In primates, placental lactogen (PL) is a pituitary hormone with fundamental roles during pregnancy involving fetal growth, metabolism, and stimulating lactation in the mother. Human placental lactogen (hPL) is highly conserved with human growth hormone (hGH) and both hormones bind to the hPRLR extracellular domain (ECD), the first step in receptor homodimerization, in a Zn2+-dependent manner. A modified surface plasmon resonance method was developed to measure the kinetics for hPL and hGH binding to the hPRLR ECD, with and without Zn2+ and showed that hPL has about a tenfold higher affinity for the hPRLR ECD1 than hGH. The crystal structure of the free state of hPL has been determined to 2.0 A resolution showing the molecule possesses an overall structure similar to other long chain four-helix bundle cytokines. Comparison of the free hPL structure with the 1:1 complex structure of hGH bound to the hPRLR ECD1 suggests that two surface loops undergo conformational changes >10 A upon binding.
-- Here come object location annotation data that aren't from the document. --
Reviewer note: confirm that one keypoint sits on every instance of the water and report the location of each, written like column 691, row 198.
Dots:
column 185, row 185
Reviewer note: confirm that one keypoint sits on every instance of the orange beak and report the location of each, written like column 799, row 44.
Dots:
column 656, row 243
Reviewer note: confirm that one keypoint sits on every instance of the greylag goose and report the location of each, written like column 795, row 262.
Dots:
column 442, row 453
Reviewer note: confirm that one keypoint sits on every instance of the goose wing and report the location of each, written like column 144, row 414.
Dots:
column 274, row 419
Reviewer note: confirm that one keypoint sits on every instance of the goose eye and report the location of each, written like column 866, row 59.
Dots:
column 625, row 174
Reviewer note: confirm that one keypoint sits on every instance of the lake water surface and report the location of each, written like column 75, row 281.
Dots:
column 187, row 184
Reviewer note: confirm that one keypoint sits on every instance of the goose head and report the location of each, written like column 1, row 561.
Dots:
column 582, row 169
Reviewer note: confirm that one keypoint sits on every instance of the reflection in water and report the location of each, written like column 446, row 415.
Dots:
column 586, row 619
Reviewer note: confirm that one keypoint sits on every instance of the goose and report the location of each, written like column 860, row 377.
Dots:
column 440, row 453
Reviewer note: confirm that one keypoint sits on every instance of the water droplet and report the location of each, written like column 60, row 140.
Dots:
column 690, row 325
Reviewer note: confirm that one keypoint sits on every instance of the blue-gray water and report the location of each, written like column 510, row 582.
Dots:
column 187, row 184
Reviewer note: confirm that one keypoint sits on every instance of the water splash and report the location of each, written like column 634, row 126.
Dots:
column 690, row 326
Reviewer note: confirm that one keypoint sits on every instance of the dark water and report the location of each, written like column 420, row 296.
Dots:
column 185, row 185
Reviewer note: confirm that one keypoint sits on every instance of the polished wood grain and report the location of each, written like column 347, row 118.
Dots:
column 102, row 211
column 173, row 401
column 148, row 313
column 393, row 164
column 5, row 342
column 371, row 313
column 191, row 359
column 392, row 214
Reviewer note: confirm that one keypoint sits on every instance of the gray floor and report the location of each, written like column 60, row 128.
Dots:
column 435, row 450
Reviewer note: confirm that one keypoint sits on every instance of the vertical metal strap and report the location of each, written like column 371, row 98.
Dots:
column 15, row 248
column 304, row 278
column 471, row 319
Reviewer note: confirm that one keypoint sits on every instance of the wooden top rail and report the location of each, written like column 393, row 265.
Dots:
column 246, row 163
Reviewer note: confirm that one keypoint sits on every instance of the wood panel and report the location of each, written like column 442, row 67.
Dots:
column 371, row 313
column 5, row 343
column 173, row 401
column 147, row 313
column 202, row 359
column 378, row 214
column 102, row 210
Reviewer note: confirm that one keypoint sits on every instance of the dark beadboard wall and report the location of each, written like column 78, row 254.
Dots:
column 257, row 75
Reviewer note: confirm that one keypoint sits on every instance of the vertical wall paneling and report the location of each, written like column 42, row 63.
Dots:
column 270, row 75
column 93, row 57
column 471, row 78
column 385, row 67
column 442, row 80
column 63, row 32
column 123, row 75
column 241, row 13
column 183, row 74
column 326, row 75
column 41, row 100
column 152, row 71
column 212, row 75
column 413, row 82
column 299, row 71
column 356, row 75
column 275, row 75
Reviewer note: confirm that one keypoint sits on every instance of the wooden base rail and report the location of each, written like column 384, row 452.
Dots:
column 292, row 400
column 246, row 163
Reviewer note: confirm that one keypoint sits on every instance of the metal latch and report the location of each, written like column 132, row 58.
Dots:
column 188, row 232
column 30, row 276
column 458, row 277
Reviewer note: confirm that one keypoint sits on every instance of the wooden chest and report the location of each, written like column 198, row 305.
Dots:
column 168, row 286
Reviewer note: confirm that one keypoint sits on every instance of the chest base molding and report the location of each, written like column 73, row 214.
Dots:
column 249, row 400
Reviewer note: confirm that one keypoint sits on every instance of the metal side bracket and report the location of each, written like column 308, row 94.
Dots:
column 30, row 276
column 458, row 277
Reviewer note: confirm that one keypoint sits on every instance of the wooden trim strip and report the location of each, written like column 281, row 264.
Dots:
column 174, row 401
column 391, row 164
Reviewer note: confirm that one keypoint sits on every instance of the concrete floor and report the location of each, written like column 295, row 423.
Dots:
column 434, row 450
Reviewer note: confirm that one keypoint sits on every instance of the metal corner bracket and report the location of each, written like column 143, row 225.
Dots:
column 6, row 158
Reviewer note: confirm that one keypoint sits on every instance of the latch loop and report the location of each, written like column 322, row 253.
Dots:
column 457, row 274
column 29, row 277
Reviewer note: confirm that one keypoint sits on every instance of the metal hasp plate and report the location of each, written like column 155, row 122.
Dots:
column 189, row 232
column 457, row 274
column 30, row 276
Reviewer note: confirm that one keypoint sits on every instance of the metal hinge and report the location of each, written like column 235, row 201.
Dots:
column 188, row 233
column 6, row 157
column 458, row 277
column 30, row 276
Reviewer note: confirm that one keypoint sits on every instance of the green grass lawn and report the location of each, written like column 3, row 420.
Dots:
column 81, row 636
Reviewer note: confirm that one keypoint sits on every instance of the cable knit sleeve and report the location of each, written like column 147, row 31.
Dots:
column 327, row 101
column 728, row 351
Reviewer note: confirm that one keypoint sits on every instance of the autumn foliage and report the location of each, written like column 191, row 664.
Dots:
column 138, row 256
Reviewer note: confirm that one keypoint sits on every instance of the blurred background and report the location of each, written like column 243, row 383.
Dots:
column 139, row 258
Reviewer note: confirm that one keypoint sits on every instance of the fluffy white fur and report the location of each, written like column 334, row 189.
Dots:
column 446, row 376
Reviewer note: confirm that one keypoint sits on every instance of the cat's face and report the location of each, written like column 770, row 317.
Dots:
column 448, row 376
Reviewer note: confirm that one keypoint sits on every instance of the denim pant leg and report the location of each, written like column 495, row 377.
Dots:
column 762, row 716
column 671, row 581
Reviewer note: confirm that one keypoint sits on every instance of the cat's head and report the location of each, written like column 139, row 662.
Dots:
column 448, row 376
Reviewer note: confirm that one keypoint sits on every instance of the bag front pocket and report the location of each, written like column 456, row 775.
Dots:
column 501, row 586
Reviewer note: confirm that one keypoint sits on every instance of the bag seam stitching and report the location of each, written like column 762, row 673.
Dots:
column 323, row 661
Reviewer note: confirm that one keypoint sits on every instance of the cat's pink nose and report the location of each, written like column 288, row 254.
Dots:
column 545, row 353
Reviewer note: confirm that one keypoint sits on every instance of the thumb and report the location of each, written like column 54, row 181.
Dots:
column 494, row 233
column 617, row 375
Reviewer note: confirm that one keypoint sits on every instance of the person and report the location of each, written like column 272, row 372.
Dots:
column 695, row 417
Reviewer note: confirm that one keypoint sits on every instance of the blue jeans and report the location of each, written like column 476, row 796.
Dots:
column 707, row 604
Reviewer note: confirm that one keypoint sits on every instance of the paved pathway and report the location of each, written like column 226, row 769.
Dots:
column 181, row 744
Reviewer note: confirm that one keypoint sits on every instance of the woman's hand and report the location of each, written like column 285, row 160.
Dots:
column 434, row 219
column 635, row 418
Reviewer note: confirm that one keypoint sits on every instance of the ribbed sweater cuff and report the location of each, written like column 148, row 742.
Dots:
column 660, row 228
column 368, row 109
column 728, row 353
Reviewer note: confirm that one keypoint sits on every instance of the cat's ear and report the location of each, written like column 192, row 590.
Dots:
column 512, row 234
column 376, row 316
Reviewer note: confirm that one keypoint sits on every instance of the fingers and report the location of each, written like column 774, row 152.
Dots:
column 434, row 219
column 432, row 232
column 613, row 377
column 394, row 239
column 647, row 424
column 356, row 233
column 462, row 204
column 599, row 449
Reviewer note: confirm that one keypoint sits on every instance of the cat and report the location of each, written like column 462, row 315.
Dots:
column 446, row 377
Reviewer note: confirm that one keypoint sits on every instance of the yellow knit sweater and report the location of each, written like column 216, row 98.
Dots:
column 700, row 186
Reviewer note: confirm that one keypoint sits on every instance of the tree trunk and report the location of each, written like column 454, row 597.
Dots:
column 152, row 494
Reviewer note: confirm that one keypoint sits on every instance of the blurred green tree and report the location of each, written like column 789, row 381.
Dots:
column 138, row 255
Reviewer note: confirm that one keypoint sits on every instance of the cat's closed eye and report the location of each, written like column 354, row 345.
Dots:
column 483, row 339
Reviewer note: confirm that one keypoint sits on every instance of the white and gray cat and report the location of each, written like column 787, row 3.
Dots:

An 18 residue Ala-scan was used to characterize the binding energy epitope for the site 1 interface of hPL. Individual alanine substitutions at five positions reduced binding affinity by a DeltaDeltaG > or = 3 kcal mol(-1). A comparison of the hPL site 1 epitope with that previously determined for hGH indicates contributions of individual residues track reasonably well between hPL and hGH. In particular, residues involved in the zinc-binding site and Lys172 constitute the principal binding determinants for both hormones. However, several residues that are identical between hPL and hGH contribute quite differently to the binding of the hPRLR ECD1. Additionally, the overall magnitudes of the DeltaDeltaG changes observed from the Ala-scan of hPL were markedly larger than those determined in the comparative scan of hGH to the hPRLR ECD1. The structural and biophysical data presented here show that subtle changes in the structural context of an interaction can lead to significantly different effects at the individual residue level.